IEEE Trans Neural Netw Learn Syst. 2012 Nov;23(11):1827-40. doi: 10.1109/TNNLS.2012.2210243.
Injecting weight noise during training is a simple technique that has been proposed for almost two decades. However, little is known about its convergence behavior. This paper studies the convergence of two weight noise injection-based training algorithms, multiplicative weight noise injection with weight decay and additive weight noise injection with weight decay. We consider that they are applied to multilayer perceptrons either with linear or sigmoid output nodes. Let w(t) be the weight vector, let V(w) be the corresponding objective function of the training algorithm, let α >; 0 be the weight decay constant, and let μ(t) be the step size. We show that if μ(t)→ 0, then with probability one E[||w(t)||2(2)] is bound and lim(t) → ∞ ||w(t)||2 exists. Based on these two properties, we show that if μ(t)→ 0, Σtμ(t)=∞, and Σtμ(t)(2) <; ∞, then with probability one these algorithms converge. Moreover, w(t) converges with probability one to a point where ∇wV(w)=0.

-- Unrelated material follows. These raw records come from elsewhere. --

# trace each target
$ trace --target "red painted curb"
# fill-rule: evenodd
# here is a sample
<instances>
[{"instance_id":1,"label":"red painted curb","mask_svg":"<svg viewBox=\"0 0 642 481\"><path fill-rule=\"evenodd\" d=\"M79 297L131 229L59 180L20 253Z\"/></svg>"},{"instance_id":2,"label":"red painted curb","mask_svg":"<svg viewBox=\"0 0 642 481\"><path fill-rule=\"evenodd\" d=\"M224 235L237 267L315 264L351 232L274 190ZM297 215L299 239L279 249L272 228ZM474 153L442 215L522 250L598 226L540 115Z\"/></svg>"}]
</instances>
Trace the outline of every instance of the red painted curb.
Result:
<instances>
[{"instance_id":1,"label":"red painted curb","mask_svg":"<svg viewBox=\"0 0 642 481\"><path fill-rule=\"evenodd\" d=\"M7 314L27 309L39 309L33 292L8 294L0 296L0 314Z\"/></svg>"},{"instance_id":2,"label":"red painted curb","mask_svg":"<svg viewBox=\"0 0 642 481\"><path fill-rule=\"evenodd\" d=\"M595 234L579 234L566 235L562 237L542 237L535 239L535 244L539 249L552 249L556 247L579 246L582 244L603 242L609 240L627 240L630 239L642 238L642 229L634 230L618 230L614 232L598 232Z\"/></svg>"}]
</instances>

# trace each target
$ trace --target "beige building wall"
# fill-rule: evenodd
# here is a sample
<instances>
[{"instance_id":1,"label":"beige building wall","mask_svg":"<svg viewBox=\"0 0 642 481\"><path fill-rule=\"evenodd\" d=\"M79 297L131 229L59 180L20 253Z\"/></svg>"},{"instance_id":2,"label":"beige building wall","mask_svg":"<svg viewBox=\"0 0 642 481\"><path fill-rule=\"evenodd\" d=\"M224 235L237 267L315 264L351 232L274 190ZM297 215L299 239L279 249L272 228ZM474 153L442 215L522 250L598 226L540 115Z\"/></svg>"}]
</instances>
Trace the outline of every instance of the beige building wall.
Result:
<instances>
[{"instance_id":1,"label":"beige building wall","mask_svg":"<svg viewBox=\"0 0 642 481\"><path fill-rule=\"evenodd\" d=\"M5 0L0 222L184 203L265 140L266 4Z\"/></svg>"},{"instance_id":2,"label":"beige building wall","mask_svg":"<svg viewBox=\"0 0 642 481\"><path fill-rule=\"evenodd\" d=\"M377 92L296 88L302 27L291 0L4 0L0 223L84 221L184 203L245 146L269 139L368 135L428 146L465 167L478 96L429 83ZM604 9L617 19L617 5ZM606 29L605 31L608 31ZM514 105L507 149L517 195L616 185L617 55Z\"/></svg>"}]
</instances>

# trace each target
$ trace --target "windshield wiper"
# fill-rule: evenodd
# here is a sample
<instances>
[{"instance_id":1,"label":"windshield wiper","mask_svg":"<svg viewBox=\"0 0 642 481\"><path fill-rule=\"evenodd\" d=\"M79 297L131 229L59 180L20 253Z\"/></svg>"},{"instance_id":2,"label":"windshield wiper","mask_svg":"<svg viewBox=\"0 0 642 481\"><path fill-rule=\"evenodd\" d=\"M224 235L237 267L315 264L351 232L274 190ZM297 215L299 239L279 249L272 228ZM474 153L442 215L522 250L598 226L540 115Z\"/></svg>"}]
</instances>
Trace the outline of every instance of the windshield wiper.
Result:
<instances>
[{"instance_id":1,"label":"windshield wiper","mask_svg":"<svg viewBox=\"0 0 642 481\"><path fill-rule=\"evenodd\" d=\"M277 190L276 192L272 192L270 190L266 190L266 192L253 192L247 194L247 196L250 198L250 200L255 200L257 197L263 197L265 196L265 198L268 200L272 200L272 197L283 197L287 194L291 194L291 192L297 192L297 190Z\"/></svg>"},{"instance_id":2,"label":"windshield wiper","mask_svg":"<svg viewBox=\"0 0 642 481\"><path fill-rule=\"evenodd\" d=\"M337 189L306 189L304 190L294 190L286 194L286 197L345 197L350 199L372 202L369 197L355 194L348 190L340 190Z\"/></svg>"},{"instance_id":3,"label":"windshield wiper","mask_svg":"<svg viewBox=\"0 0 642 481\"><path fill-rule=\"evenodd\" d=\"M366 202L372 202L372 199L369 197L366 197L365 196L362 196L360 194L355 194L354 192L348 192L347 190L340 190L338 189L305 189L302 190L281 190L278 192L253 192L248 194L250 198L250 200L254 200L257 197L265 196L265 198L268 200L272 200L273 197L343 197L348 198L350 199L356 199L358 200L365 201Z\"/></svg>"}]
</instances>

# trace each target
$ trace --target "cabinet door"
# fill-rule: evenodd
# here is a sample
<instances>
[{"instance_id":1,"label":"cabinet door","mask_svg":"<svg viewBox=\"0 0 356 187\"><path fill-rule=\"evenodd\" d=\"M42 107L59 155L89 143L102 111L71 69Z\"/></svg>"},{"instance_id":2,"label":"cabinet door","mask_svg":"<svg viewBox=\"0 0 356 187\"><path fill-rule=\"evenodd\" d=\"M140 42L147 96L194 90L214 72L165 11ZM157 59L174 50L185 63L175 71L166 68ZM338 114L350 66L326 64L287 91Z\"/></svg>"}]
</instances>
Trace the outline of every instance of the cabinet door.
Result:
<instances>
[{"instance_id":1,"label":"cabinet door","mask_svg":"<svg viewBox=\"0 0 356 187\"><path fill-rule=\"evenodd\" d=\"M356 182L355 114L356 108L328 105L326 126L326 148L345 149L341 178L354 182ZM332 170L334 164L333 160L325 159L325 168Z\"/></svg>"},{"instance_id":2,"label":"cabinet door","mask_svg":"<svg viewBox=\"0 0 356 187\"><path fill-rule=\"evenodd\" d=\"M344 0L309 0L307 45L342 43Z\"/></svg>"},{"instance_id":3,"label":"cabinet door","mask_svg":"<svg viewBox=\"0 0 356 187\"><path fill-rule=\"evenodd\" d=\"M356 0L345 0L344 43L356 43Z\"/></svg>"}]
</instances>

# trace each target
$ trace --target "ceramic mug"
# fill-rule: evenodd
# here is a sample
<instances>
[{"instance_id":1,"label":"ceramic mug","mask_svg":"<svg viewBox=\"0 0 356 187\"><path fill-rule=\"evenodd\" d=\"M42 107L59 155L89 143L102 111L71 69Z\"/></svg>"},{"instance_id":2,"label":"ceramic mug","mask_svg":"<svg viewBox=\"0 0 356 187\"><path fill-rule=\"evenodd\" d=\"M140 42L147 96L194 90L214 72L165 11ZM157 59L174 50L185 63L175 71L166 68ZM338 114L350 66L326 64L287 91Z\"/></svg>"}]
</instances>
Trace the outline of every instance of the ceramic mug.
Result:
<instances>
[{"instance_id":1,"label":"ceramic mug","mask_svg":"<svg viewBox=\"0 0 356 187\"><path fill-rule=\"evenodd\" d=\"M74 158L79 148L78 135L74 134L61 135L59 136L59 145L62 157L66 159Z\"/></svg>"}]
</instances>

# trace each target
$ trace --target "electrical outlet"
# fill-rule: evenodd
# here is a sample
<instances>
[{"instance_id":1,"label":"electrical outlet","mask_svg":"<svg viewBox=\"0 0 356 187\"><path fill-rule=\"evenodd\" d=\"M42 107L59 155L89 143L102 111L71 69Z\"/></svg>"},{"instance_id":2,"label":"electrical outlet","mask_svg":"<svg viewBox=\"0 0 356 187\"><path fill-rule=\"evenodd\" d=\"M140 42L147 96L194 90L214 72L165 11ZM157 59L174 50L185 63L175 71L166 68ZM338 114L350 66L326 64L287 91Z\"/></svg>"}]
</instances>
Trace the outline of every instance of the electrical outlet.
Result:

在训练过程中注入权重噪声是一种简单的技术,已经提出了将近二十年。然而,人们对其收敛行为知之甚少。本文研究了两种基于权重噪声注入的训练算法的收敛性,即带有权重衰减的乘法权重噪声注入和带有权重衰减的加法权重噪声注入。我们假设它们应用于具有线性或 sigmoid 输出节点的多层感知器。令 w(t) 为权重向量,令 V(w) 为训练算法的相应目标函数,令 α>0 为权重衰减常数,令 μ(t) 为步长。我们证明,如果 μ(t)→0,则必然有 E[||w(t)||2(2)] 有界且 lim(t)→∞||w(t)||2 存在。基于这两个性质,我们证明了如果 μ(t)→0,Σtμ(t)=∞,并且 Σtμ(t)(2)<∞,则这些算法必然会收敛。此外,w(t)必然以概率收敛到一个点,在该点处 ∇wV(w)=0。